A judge granted the Federal Trade Commission (FTC) a second chance to pursue its charges of illegal monopolization against Facebook, rejecting the company’s motion to dismiss the lawsuit in a new filing on Tuesday, January 11, reported Reuters.
US District Judge James Boasberg granted Facebook’s earlier motion to dismiss over the summer, but allowed the FTC a chance to amend its complaint and try again, per Reuters. He also dismissed a similar lawsuit from a coalition of state attorneys general without granting a chance for reconsideration, though the states have indicated they intend to appeal that ruling.
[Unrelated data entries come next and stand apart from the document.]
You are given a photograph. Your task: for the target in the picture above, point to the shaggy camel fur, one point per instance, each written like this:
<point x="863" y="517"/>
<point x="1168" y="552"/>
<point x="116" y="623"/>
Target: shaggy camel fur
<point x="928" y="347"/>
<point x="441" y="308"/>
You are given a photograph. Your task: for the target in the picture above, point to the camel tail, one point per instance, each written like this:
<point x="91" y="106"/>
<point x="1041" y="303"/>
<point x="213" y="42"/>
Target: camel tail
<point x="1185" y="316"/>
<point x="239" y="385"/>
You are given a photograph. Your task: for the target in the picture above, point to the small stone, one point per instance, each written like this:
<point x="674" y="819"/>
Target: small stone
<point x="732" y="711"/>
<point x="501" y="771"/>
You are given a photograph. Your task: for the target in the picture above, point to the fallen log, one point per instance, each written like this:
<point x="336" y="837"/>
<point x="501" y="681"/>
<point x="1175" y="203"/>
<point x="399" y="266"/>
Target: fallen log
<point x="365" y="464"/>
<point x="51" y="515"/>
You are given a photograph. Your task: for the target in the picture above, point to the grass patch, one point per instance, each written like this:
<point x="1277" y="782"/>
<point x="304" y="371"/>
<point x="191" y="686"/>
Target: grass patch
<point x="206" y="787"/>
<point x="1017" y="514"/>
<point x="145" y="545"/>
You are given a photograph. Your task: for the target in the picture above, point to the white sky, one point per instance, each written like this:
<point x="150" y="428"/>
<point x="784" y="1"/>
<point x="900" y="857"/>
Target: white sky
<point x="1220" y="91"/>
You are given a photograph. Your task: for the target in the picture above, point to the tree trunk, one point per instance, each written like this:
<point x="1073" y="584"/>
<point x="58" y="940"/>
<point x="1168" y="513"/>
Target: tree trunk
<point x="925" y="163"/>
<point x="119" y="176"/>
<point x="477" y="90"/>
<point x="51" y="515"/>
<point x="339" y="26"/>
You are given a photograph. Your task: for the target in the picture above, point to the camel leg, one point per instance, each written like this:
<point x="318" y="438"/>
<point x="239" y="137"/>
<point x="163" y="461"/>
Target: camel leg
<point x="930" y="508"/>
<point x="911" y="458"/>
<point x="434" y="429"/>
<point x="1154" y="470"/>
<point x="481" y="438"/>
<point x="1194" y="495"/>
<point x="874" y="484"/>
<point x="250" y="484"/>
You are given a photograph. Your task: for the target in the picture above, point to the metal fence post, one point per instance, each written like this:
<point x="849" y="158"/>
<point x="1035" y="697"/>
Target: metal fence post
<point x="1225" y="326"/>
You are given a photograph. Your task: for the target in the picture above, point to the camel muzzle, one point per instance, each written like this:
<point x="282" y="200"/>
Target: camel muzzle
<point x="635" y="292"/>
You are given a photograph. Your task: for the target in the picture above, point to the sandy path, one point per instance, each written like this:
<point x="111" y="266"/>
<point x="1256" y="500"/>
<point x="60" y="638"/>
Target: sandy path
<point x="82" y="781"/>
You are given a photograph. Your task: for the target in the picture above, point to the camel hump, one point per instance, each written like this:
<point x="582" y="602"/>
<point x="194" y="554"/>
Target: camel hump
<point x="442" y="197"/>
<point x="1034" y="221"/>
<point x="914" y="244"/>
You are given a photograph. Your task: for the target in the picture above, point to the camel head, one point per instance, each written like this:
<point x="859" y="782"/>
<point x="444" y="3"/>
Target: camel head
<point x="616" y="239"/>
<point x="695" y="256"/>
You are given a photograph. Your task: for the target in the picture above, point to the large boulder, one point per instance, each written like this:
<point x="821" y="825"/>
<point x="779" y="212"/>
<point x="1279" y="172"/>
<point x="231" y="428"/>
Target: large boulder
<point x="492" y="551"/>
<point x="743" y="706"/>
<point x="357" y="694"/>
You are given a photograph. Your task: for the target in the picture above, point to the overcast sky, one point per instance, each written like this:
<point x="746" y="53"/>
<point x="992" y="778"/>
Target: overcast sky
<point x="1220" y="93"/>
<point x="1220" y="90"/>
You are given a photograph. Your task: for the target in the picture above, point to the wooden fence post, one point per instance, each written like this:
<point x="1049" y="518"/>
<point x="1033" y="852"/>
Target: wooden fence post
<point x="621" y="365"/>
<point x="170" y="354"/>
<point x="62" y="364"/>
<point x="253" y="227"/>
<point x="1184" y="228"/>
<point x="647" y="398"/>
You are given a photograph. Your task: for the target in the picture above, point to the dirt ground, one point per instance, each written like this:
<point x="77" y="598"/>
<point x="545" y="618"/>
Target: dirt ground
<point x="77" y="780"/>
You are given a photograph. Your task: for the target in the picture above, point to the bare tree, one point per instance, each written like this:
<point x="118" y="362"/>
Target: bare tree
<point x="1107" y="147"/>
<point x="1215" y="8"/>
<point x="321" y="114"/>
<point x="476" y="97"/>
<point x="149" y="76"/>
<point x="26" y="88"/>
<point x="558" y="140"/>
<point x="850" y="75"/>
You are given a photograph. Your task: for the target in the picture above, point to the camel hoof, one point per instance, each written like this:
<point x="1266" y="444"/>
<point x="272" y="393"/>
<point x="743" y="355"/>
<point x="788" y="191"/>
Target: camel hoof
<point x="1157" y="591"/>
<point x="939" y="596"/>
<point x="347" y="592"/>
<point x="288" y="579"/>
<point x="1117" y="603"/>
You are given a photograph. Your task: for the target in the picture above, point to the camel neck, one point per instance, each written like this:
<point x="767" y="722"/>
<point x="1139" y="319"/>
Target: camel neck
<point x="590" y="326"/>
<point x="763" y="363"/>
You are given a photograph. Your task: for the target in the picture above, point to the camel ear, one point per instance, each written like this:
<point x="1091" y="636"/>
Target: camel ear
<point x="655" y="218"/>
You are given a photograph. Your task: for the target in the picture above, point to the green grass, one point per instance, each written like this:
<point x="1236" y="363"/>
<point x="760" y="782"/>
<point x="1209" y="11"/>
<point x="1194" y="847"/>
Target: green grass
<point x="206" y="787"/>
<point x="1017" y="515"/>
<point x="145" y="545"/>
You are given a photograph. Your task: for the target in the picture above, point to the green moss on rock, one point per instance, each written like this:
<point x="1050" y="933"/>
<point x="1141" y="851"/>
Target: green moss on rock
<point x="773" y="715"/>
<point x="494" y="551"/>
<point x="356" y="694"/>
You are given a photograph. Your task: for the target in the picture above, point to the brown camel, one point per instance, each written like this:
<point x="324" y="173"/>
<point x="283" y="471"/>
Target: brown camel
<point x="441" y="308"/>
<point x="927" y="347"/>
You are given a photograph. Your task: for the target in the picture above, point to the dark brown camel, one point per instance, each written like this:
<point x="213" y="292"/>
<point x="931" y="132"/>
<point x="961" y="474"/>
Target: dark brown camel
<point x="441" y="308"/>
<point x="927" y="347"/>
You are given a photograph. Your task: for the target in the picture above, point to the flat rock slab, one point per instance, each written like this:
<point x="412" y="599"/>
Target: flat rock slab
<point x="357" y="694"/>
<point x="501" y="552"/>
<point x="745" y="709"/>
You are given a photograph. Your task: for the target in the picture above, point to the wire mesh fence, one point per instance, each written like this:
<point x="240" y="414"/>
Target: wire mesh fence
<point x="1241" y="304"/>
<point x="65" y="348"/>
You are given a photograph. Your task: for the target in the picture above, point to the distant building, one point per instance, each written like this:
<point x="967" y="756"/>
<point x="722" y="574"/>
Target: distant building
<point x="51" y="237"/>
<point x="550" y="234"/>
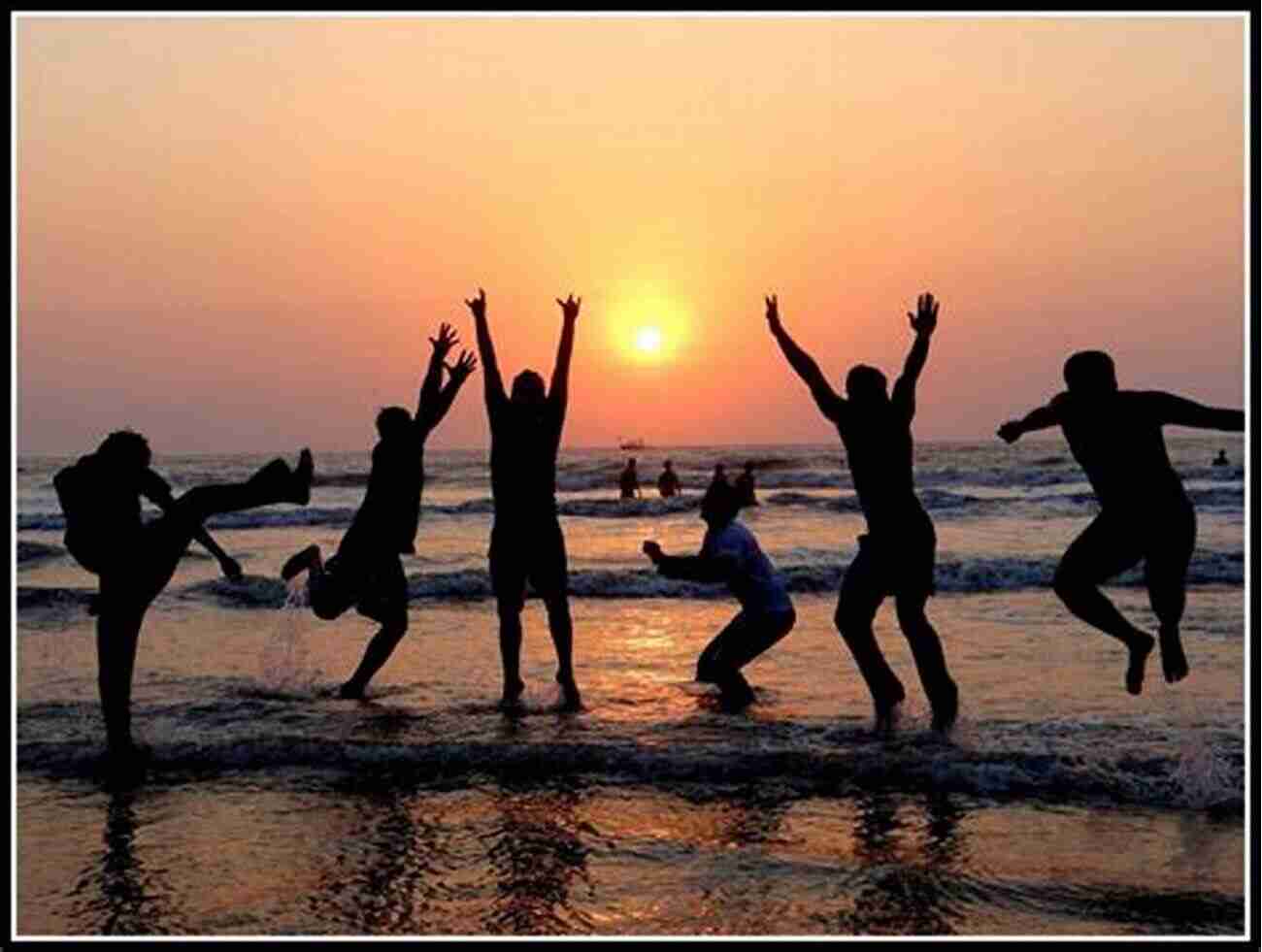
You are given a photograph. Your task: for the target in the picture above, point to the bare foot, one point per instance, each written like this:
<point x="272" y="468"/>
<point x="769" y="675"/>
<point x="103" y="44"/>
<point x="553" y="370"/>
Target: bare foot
<point x="1174" y="662"/>
<point x="946" y="710"/>
<point x="571" y="699"/>
<point x="1140" y="651"/>
<point x="512" y="698"/>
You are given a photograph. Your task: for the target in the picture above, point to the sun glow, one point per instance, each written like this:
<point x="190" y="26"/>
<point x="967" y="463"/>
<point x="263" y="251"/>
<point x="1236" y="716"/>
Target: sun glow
<point x="648" y="340"/>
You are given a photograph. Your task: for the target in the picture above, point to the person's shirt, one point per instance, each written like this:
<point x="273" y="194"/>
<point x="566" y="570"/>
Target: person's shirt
<point x="390" y="512"/>
<point x="1117" y="441"/>
<point x="101" y="507"/>
<point x="753" y="580"/>
<point x="524" y="449"/>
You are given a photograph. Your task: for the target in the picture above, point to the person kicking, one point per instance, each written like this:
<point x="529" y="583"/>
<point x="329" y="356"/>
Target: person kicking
<point x="134" y="560"/>
<point x="731" y="554"/>
<point x="896" y="555"/>
<point x="1145" y="513"/>
<point x="366" y="570"/>
<point x="526" y="540"/>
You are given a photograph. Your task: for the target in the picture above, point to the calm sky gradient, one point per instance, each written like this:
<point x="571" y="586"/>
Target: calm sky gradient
<point x="236" y="234"/>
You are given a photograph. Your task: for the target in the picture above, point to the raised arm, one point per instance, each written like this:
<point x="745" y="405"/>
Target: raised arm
<point x="825" y="397"/>
<point x="558" y="392"/>
<point x="491" y="379"/>
<point x="1179" y="411"/>
<point x="690" y="568"/>
<point x="1038" y="419"/>
<point x="437" y="409"/>
<point x="924" y="321"/>
<point x="429" y="387"/>
<point x="154" y="488"/>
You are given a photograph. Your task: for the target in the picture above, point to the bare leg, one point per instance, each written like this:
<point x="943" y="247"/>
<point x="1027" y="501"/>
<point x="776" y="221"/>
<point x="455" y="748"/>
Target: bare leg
<point x="856" y="609"/>
<point x="117" y="635"/>
<point x="562" y="628"/>
<point x="510" y="653"/>
<point x="375" y="657"/>
<point x="928" y="651"/>
<point x="1105" y="548"/>
<point x="1166" y="574"/>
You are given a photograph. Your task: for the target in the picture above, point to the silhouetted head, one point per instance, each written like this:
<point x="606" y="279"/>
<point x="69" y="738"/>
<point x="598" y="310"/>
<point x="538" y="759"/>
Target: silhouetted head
<point x="1090" y="372"/>
<point x="719" y="505"/>
<point x="866" y="384"/>
<point x="392" y="421"/>
<point x="126" y="450"/>
<point x="529" y="391"/>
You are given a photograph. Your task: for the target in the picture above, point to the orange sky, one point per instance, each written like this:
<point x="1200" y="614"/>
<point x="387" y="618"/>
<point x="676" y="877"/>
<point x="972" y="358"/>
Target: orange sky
<point x="235" y="234"/>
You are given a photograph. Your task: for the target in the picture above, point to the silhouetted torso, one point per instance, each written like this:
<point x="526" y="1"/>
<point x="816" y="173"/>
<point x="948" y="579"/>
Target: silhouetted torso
<point x="880" y="450"/>
<point x="102" y="507"/>
<point x="524" y="460"/>
<point x="390" y="512"/>
<point x="1118" y="443"/>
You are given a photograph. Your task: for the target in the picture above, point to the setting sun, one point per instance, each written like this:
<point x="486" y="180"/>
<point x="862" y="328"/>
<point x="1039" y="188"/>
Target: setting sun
<point x="648" y="340"/>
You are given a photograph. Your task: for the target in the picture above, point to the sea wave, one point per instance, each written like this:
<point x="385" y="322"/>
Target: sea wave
<point x="823" y="575"/>
<point x="821" y="762"/>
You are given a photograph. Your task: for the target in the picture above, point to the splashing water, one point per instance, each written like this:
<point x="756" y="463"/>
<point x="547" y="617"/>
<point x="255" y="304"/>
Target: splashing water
<point x="285" y="657"/>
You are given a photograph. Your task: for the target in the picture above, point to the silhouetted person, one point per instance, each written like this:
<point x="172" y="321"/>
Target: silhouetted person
<point x="1145" y="513"/>
<point x="896" y="555"/>
<point x="630" y="480"/>
<point x="731" y="554"/>
<point x="133" y="560"/>
<point x="526" y="542"/>
<point x="366" y="570"/>
<point x="668" y="483"/>
<point x="744" y="487"/>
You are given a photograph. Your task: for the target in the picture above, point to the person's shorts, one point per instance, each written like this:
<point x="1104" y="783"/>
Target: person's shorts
<point x="530" y="552"/>
<point x="899" y="564"/>
<point x="377" y="586"/>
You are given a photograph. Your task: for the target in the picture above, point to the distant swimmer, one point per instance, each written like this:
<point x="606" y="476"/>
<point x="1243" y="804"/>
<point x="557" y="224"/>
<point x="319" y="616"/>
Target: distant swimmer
<point x="526" y="542"/>
<point x="731" y="554"/>
<point x="366" y="572"/>
<point x="668" y="483"/>
<point x="1145" y="513"/>
<point x="134" y="560"/>
<point x="745" y="487"/>
<point x="629" y="481"/>
<point x="896" y="555"/>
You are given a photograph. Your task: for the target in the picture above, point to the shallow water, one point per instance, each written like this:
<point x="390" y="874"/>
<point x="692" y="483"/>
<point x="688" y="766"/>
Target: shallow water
<point x="1060" y="804"/>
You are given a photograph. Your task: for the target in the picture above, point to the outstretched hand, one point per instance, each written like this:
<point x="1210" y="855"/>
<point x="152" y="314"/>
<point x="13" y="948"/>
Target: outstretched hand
<point x="925" y="318"/>
<point x="569" y="307"/>
<point x="479" y="304"/>
<point x="463" y="367"/>
<point x="774" y="314"/>
<point x="445" y="342"/>
<point x="1010" y="432"/>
“The Federal Trade Commission’s first antitrust suit against Facebook, Inc. stumbled out of the starting blocks, as this Court dismissed the Complaint last June,” Boasberg wrote in Tuesday’s filing. He said while the Commission’s core theory remains the same in its updated complaint, “The facts alleged this time around to fortify those theories, however, are far more robust and detailed than before, particularly in regard to the contours of Defendant’s alleged monopoly.”
Boasberg initially dismissed the FTC’s complaint because he said it failed to plausibly allege Facebook’s monopoly power in what it defined as the personal social networking services market. That market definition sought to exclude other social media platforms like YouTube, used primarily to watch videos, or LinkedIn, used for professional networking.